End of an Era, Last Frigate Cruise for USN & LEDET

800px-USS_Kauffman_FFG-59

Photo: USS Kauffman (FFG-59) Defense Visual Information Gallery photo ID DN-SC-90-04968

The Navy Times is reporting that USS Kauffmann (FFG-59) is departing for what is expected to be the last deployment for a US Navy Oliver Hazard Perry class frigate, and it will be a “Counter Transnational Organized Crime/Counter Illicit Trafficking mission” meaning it will almost certainly have a Coast Guard team aboard.

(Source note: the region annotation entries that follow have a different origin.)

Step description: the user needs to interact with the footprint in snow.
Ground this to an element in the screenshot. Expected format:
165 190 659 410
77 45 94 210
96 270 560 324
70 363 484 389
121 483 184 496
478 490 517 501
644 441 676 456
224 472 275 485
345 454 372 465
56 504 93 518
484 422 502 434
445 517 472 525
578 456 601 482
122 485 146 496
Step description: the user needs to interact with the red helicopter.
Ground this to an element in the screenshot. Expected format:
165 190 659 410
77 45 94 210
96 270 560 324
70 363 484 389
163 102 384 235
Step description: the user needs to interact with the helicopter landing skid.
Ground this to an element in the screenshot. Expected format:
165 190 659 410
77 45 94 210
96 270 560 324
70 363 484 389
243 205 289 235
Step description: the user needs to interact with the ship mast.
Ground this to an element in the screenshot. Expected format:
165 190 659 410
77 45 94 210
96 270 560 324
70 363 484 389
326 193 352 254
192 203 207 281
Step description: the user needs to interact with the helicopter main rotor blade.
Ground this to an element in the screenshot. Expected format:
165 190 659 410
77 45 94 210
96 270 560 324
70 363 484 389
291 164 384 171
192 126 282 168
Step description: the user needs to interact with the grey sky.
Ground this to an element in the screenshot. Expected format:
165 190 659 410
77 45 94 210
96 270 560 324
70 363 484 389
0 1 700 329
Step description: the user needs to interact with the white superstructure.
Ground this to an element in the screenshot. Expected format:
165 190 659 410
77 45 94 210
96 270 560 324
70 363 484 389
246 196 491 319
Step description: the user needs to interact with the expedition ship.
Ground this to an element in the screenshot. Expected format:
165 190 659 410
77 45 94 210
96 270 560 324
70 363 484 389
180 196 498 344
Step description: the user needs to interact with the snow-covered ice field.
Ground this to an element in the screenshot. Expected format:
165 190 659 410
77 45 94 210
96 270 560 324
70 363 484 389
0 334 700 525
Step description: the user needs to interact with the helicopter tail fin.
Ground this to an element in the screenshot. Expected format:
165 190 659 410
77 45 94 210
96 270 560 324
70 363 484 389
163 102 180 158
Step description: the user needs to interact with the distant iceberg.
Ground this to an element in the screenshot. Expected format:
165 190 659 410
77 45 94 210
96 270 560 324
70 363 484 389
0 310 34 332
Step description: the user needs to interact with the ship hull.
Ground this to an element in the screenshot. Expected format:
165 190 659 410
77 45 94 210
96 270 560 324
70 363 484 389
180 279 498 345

The 51 ships of this class have frequently supported USCG Coast Guard Law Detachments and operated under Coast Guard authority. Ultimately Littoral Combat Ships (LCS) and Joint High Speed Vessels (JHSV) will replace them in these missions, but right now, the decommissionings seem to be coming much faster than the replacements. Meanwhile far fewer assets are available than required to move on actionable intelligence despite of the fact that this is the most efficient method of interdicting drug traffic.

5 thoughts on “End of an Era, Last Frigate Cruise for USN & LEDET

  1. I think that our National Fleet could surely use a dual serviced ship in it. By that I mean a common hull and similar propulsion plant but different topside features. Ship would be larger than a cutter (like FRC is now) with a flight deck and mount positions for heavier weapons; but less than an OPC for use here and there. The USCG could have their expeditonary cutters, and the USN could get more hulls for littoral and station ship missions.

    And I think at some point in time the USN/USCG needs to break out of this “deploy/RTB” operational model and come up with a real station ship~ My preference would be an largish OPV that would be force enabler and provide logistics support as well. Endurance and size to stay gone. Maybe 1000 to 2000 tons or so?

    By way of reference, both the T-AGOS and T-AGS were designed to be deployed for 45 and 26 days respectively.